# DIY 150g Stand and Canopy Many pics to come



## kevin1488 (Jan 20, 2009)

So i just got a 150g tank for 150 bucks from a friend and gonna build a stand and canopy for it. The stand i started off by 6 4x4's and notched them out for the frame to sit in them here are some pics of the 4x4's that i started on and will post more pics as i progres.


----------



## ridley25 (Jan 5, 2008)

I see you got a nice start on your bacteria colony!

Can't wait to see more pictures.

kevin


----------



## kevin1488 (Jan 20, 2009)

Please explain what do you mean Bacteria Colony..


----------



## ridley25 (Jan 5, 2008)

I was afraid that joke was too obtuse. I also have a boy and a girl, and kids are really dirty...covered in bacteria...the nitrogen cycle...bacteria...any time you need to explain a joke, you know you told it badly.


----------



## bulldogg7 (Mar 3, 2003)

Nice growout tank :lol: 
Couldn't help another bad joke.
Going to be a fun build to watch opcorn:


----------



## kevin1488 (Jan 20, 2009)

You guys are to funny. When the wife gets home i am gonna work on the horizontal parts of it and get the frame done tonight. I am thinking i am gonna use birch 1/4 ply for sheeting and 3/4 Birch ply for the doors what do you think...


----------



## kevin1488 (Jan 20, 2009)

It wont let me say B I R C H that is weird..


----------



## phillyb (Apr 1, 2009)

Lookin good!

opcorn:


----------



## kevin1488 (Jan 20, 2009)

Here is the frame all put together. I just need to sheet the bottom for a floor for it and i am also gonna put a sheet on top for the tank to sit on. Here are some pics.. The Stand will sit about 34" high i opted to make it a tad bit high cause i like nice tall tanks. I think overall from bottom to top of canopy it will be close to 65 to 67"


----------



## nauTik (Mar 18, 2009)

ridley25 said:


> I was afraid that joke was too obtuse. I also have a boy and a girl, and kids are really dirty...covered in bacteria...the nitrogen cycle...bacteria...any time you need to explain a joke, you know you told it badly.


hahaha, i liked it


----------



## Malawi King (Apr 10, 2009)

looks great what do u plan of for filtration?

good deal to!!!

what i dont get is why people dont use 4x4's and most do 2x4 is it becouse of cost?

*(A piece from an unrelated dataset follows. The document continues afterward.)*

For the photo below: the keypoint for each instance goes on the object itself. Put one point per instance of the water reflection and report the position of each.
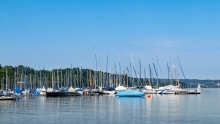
(111, 109)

4x4 would seem much stronger and u would need less support?


----------



## kevin1488 (Jan 20, 2009)

Yeah 4x4's are way stronger i had some laying around the house so i figured i would use them. Filtration i have to Magnum 350's, 2 AC110's and a Powerhead 902 with a Sponge Attached. I think that will be more than enough. Lighting i am not sure i was thinking of doing 4 48" T-8's but as for lights it self i think i am gonna do the 6700k 32w bulbs what do you think. Any suggestions greatly appreciated..


----------



## fishEH (Sep 15, 2008)

Malawi King said:


> what i dont get is why people dont use 4x4's and most do 2x4 is it becouse of cost?
> 
> 4x4 would seem much stronger and u would need less support?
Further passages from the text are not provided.